Nachdem zwischenzeitlich der (zwar weit links stehende) Blogger Andreas Kemper in seinem Blogeintrag "
Wieviel NPD höckt in der AfD?" angedeutet hat, dass Björn Höcke unter dem Pseudonym "Landolf Ladig" noch im Jahr 2012 Artikel geschrieben habe, die in einer NPD-Postille veröffentlicht wurden, kann ich die ER noch weniger unterschreiben.
(Ich gehe davon aus, dass die von Kemper veröffentlichten Zitate zutreffen. Sehr vieles aus den Aufsätzen von "Landolf Ladig" kann man zwar auch von der extremen Linken vernehmen. Aber in NPD-Magazinen oder auf NPD-Webseiten zu publizieren ist keine gute Idee. Einen Beweis für die Identität von "Ladig" mit Höcke hat Kemper zwar nicht erbracht. Unsubstantiiert ist sein Sachvortrag freilich auch nicht .....)

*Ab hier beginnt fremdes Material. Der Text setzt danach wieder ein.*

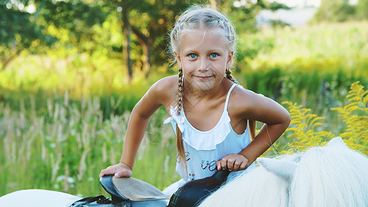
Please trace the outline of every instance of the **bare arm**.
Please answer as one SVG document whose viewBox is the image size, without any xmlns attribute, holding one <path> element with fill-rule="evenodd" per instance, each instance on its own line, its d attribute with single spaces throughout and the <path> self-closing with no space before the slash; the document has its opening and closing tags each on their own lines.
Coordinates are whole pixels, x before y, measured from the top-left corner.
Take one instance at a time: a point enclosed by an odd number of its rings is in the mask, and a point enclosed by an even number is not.
<svg viewBox="0 0 368 207">
<path fill-rule="evenodd" d="M 250 91 L 238 93 L 234 98 L 237 100 L 235 103 L 244 103 L 234 104 L 233 110 L 239 117 L 264 124 L 253 141 L 239 154 L 229 154 L 217 161 L 217 170 L 227 168 L 237 171 L 246 168 L 282 135 L 290 124 L 287 110 L 271 99 Z"/>
<path fill-rule="evenodd" d="M 101 170 L 99 177 L 104 175 L 115 175 L 117 177 L 132 175 L 137 152 L 151 117 L 159 106 L 166 104 L 167 97 L 170 95 L 170 92 L 162 88 L 167 84 L 167 79 L 159 81 L 135 105 L 129 118 L 120 163 Z"/>
<path fill-rule="evenodd" d="M 248 159 L 246 166 L 262 155 L 282 135 L 290 124 L 287 110 L 271 99 L 255 95 L 246 112 L 251 120 L 264 123 L 254 140 L 240 152 Z"/>
</svg>

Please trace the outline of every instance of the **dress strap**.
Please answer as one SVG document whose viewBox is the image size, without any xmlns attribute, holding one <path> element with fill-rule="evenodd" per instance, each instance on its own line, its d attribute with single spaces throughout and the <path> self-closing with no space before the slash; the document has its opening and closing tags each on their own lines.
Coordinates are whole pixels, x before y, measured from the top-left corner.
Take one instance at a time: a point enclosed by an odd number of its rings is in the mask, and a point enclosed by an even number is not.
<svg viewBox="0 0 368 207">
<path fill-rule="evenodd" d="M 230 98 L 230 94 L 231 93 L 231 90 L 233 90 L 233 89 L 234 89 L 234 88 L 235 88 L 236 86 L 238 86 L 238 84 L 233 83 L 227 92 L 226 101 L 225 102 L 225 107 L 224 107 L 224 111 L 227 111 L 227 105 L 229 104 L 229 99 Z"/>
</svg>

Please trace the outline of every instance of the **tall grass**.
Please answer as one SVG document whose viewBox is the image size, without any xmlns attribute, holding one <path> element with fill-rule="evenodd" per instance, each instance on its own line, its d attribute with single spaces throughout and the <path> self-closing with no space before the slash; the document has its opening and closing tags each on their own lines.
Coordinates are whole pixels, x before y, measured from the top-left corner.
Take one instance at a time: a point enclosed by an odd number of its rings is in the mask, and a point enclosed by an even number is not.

Diese Vorgänge müssen freilich vom Inhalt der Erfurter Resolution abgetrennt betrachtet werden, denn die Retourkutsche der Liberalen bezieht sich rein formal auf die ER. Nur das, was tatsächlich dort gesagt wird, bzw. was man dem Text entnehmen kann ohne fragwürdige weitere Annahmen und Unterstellungen zu machen, ist Gegenstand der vorliegenden Untersuchung. Und insoweit stellt Alexander gegenüber der Junge Freiheit völlig korrekt fest: „Die Erklärung enthält an keiner Stelle völkisches Gedankengut wie von Herrn Henkel behauptet“.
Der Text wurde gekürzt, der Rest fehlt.